Turning the Printed Word into Speech: A Review of Open Book Ruby Edition and Kurzweil 1000
What was the first talking Windows program you used? For many consumers who are blind, it was an optical character recognition (OCR) program, and we did not know or care that we were using Windows. We knew that we had the ability to read printed documents independently and understand almost all of the words.
This article reviews Kurzweil 1000 versions 4.0 and 4.5 from Lernout & Hauspie and Open Book Ruby edition version 4.02 from Arkenstone, the two most popular scanning packages for blind computer users.
How Scanning Works
When a document is placed on a scanner, it is first scanned by a camera. OCR software then converts the images into computerized characters and words. A speech synthesizer speaks the computerized text, and the information is then stored in the computer.
The Many Faces of Print
To determine accuracy, we used a variety of text and format types on both systems. When necessary, we adjusted scanning settings to improve accuracy.
For our simple test, we printed a document with ordinary English text on plain white paper using a laser printer and Ariel 12 point print to be sure that both systems could recognize what we thought should be an easy-to-read item. We printed text in several fonts, including Times New Roman and Ariel bold and italic. We introduced deliberate errors to find out what the two systems would do with a sentence beginning with the word "tke."
For tough jobs, we scanned book pages printed on colored paper, pages with light text on dark paper, pages that were partly black on white and partly white on black, faxes, business cards, magazine pages with nonlinear formats, bills, and tiny print.
We installed two Hewlett-Packard 5P scanners, one on a Pentium 500 with Windows 98 and one on a Pentium 200 with Windows 95. These installations were very frustrating. We had to update drivers from HP to get this scanner to work with Windows 98 and install and remove drivers repeatedly on both machines before Windows would recognize them correctly. We also had to change scanner settings in the Windows 98 machine to prevent a conflict between the scanner card and the DECtalk PC. These problems were not related to or caused by the OCR packages tested here, but users should be aware of potential problems. If you are not technically inclined, buying equipment from a dealer who will set it up for you will be a less challenging experience.
Open Book Ruby Edition Version 4.02
Open Book's default synthesizer, IBM's ViaVoice, is run at the start of the installation so speech is present throughout. We first installed Open Book with ViaVoice and found that the program would only present the opening screen then cease to run with no error message. After much time and assistance from Arkenstone's technical support, we managed to solve the problem and also install Open Book to work with the DECtalk PC.
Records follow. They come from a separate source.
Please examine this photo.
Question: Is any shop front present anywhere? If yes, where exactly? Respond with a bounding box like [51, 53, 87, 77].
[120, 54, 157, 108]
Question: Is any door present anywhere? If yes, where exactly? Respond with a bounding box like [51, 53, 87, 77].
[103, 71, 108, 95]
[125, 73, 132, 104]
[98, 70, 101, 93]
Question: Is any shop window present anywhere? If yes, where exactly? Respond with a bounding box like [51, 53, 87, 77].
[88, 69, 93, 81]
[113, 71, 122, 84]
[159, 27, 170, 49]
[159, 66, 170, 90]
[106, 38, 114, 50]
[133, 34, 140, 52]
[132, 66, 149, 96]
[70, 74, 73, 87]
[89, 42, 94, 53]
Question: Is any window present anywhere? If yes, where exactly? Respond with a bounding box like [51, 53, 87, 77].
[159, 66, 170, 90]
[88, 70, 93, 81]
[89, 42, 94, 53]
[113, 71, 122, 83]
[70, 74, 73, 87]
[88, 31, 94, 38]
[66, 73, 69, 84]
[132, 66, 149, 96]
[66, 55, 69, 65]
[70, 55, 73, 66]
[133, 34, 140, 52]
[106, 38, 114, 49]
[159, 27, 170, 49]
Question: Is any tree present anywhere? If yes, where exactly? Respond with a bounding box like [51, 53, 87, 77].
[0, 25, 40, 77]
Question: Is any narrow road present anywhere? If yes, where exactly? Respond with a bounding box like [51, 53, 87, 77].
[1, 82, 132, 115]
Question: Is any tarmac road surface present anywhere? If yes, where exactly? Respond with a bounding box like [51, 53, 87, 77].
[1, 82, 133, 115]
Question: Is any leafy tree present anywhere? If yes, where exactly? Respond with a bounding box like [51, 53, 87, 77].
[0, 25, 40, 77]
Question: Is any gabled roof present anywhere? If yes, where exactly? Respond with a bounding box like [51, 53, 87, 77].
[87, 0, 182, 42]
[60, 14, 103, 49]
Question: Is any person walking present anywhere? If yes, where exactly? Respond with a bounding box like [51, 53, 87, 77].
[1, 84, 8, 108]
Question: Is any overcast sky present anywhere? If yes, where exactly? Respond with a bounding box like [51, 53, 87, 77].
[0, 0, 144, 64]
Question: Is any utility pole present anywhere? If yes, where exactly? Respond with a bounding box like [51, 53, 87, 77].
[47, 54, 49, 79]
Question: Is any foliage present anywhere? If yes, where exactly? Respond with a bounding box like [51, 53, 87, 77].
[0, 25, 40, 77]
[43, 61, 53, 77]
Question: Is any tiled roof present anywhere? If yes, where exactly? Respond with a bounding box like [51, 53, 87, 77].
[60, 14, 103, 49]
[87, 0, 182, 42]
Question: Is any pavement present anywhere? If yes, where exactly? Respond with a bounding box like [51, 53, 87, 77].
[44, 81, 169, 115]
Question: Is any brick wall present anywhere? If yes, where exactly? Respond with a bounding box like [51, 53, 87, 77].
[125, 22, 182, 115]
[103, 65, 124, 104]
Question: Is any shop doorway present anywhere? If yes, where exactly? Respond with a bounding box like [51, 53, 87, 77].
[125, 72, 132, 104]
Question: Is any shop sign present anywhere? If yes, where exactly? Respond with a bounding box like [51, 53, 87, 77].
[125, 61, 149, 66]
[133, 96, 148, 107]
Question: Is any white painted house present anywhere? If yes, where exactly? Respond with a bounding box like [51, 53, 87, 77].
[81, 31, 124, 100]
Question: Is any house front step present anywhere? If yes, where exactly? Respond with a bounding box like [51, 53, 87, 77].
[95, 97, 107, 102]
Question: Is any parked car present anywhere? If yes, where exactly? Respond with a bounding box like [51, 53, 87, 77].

Open Book offers context-sensitive help. Its Key Describer mode allows the user to press any key and hear its function described. Its manual is available in print and braille and as a text file in the Help folder. Parts of it are accessible from within the program. We would have preferred to have also found it on the Help menu or as an item in Open Book's Library.
All of Open Book's commands are located on the number pad and can also be accessed through conventional Windows menus. One especially beginner-friendly feature is the ability to quit Open Book without saving the document and find it still open when Open Book is started up again. This feature allows the occasional user to simply scan a piece of mail and exit without knowledge of file-naming conventions or Windows menus.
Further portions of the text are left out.